Vu les autres pièces du dossier ;

Vu :

- le code du travail ;

- le code de justice administrative ;

Après avoir entendu en séance publique :

- le rapport de Mme Ariane Piana-Rogez, auditrice,

- les conclusions de Mme Marie Sirinelli, rapporteure publique ;

Considérant ce qui suit :

1. Par une décision du 29 juillet 2020, sur la demande de la Fédération générale des transports et de l'environnement - Confédération française démocratique du travail (FGTE-CFDT), le Conseil d'Etat, statuant au contentieux, a, d'une part, annulé la décision par laquelle le Premier ministre a implicitement rejeté la demande dont la FGTE-CFDT l'a saisi le 4 février 2019, tendant à la modification de l'article R. 4222-10 du code du travail, et, d'autre part, enjoint au Premier ministre de modifier les dispositions de l'article R. 4222-10 du code du travail, dans un délai de six mois à compter de la notification de sa décision, en fixant des concentrations moyennes en poussières totales et alvéolaires de l'atmosphère inhalée par les travailleurs dans les locaux à pollution spécifique de nature à protéger la santé de ces travailleurs.

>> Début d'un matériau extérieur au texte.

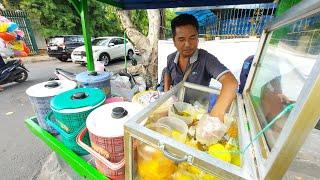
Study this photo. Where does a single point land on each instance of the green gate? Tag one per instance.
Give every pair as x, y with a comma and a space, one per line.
24, 24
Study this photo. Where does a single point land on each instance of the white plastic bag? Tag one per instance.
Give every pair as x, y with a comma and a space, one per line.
210, 130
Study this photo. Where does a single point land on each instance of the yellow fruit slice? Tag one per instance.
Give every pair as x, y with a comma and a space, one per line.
220, 152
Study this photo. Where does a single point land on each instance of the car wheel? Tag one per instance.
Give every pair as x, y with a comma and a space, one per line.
104, 58
130, 54
63, 59
22, 76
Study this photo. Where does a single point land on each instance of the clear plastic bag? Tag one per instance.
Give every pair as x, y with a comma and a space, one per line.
210, 130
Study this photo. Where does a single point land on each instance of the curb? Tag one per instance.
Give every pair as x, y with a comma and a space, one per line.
34, 59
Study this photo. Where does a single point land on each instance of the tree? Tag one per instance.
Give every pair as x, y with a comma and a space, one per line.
148, 45
58, 17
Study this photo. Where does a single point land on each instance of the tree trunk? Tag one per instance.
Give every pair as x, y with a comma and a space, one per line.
148, 46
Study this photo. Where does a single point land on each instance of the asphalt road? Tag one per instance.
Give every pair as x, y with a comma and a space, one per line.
22, 154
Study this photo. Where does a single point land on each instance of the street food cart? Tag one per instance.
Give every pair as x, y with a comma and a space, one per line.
273, 117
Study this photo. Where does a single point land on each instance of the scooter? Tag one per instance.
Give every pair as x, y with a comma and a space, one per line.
13, 71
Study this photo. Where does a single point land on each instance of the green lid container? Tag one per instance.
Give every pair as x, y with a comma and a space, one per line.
71, 108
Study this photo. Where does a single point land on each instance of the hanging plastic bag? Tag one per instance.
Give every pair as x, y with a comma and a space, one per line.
3, 26
210, 130
12, 27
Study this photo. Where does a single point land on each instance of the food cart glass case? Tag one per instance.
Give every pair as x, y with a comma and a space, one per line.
273, 117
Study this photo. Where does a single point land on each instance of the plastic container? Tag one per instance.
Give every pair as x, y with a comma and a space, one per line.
147, 97
72, 108
151, 163
185, 108
69, 139
114, 99
106, 130
179, 128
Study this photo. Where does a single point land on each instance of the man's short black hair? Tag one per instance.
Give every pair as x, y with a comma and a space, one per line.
182, 20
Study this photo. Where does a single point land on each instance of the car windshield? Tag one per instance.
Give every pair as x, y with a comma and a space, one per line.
56, 40
100, 42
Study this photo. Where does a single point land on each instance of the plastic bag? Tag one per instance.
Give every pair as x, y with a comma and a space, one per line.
210, 130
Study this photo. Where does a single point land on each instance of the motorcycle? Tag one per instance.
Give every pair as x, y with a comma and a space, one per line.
13, 71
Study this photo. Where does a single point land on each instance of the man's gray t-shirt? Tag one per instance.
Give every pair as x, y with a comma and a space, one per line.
206, 66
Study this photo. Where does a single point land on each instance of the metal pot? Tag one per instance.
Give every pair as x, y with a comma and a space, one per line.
41, 94
95, 79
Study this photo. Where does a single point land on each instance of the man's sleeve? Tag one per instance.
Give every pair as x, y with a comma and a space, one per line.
215, 68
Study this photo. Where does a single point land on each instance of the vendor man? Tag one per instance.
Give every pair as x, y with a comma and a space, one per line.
197, 65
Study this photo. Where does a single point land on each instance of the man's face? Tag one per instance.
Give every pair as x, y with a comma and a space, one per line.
186, 40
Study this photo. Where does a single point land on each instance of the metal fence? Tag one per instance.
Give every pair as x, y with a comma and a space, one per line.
24, 24
237, 21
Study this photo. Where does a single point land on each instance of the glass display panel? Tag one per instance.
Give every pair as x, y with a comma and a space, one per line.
285, 64
178, 118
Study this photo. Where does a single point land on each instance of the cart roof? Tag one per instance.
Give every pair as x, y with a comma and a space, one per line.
156, 4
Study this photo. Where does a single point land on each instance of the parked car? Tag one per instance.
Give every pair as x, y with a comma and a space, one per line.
61, 47
104, 49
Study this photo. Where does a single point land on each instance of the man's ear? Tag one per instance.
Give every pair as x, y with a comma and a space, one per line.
174, 41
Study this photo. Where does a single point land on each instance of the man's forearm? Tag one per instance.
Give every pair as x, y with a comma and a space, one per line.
227, 94
167, 82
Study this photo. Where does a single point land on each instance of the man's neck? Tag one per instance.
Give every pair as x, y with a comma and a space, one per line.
183, 63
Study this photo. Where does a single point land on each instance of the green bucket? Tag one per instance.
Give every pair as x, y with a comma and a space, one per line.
69, 140
72, 108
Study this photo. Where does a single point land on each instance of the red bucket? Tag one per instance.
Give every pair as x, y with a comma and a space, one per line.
106, 130
108, 154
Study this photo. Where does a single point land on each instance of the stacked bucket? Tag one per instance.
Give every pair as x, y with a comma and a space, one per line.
69, 113
106, 128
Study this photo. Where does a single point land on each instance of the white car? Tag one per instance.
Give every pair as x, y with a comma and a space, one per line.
104, 49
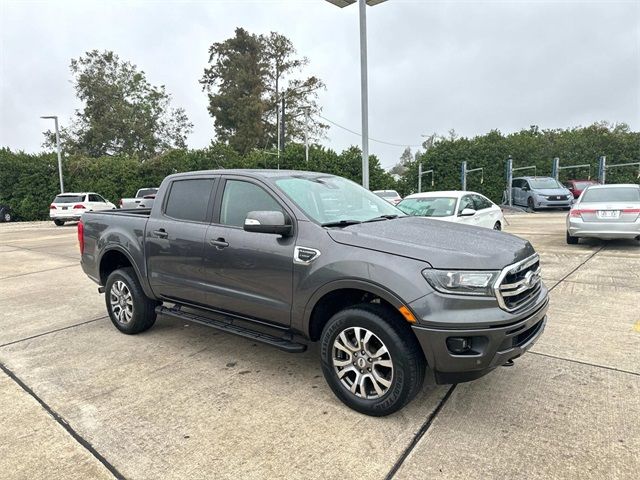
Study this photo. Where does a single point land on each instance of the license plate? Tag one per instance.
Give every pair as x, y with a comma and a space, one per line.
608, 213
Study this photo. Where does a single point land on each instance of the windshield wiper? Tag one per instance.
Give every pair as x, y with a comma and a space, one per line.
341, 223
381, 217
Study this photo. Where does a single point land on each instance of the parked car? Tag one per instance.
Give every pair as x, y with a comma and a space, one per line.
5, 213
68, 207
143, 199
390, 196
576, 187
454, 206
606, 212
391, 298
540, 192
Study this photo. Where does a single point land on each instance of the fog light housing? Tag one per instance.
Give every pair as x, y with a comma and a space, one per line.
459, 345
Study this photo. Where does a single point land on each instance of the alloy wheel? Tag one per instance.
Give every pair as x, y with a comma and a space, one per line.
362, 363
121, 302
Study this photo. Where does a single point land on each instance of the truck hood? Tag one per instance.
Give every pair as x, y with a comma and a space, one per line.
443, 245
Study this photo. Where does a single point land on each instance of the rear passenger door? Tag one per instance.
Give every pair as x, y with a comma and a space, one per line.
174, 239
247, 273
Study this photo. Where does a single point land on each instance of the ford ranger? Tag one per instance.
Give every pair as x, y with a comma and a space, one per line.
287, 258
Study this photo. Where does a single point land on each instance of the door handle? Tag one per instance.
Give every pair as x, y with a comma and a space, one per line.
219, 243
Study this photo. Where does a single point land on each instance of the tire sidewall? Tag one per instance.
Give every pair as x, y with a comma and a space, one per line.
138, 298
398, 393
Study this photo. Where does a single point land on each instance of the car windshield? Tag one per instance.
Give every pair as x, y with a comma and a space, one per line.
333, 199
543, 183
614, 194
387, 194
429, 206
143, 192
68, 199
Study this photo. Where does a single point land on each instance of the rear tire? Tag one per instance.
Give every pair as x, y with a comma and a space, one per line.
379, 382
572, 240
530, 204
130, 310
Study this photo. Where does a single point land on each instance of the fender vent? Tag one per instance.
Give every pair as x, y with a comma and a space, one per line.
305, 255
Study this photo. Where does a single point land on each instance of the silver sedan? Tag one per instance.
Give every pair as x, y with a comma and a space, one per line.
606, 212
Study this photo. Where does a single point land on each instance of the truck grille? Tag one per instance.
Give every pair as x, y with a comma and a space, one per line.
519, 284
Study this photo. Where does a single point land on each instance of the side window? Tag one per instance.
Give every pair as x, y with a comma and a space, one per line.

2. A la suite de cette décision, le Premier ministre a, par le décret n° 2021-1763 du 23 décembre 2021, modifié les dispositions de l'article R. 4222-10 du code du travail en fixant de nouvelles concentrations moyennes en poussières totales et alvéolaires de l'atmosphère inhalée par les travailleurs dans les locaux à pollution spécifique. Ce décret édicte ainsi les mesures destinées à assurer l'exécution de la décision n° 429517 du Conseil d'Etat. Dès lors, la demande de la FGTE-CFDT tendant à ce que le Conseil d'Etat prescrive les mesures qu'implique l'exécution de sa décision du 29 juillet 2020 est devenue sans objet.

D E C I D E :

--------------

Article 1er : Il n'y a pas lieu de statuer sur la demande de la Fédération générale des transports et de l'environnement - Confédération française démocratique du travail (FGTE-CFDT).

Article 2 : La présente décision sera notifiée à la Fédération générale des transports et de l'environnement - Confédération française démocratique du travail (FGTE-CFDT), au Première ministre et au ministre du travail, du plein emploi et de l'insertion.

Copie en sera adressée à la section du rapport et des études.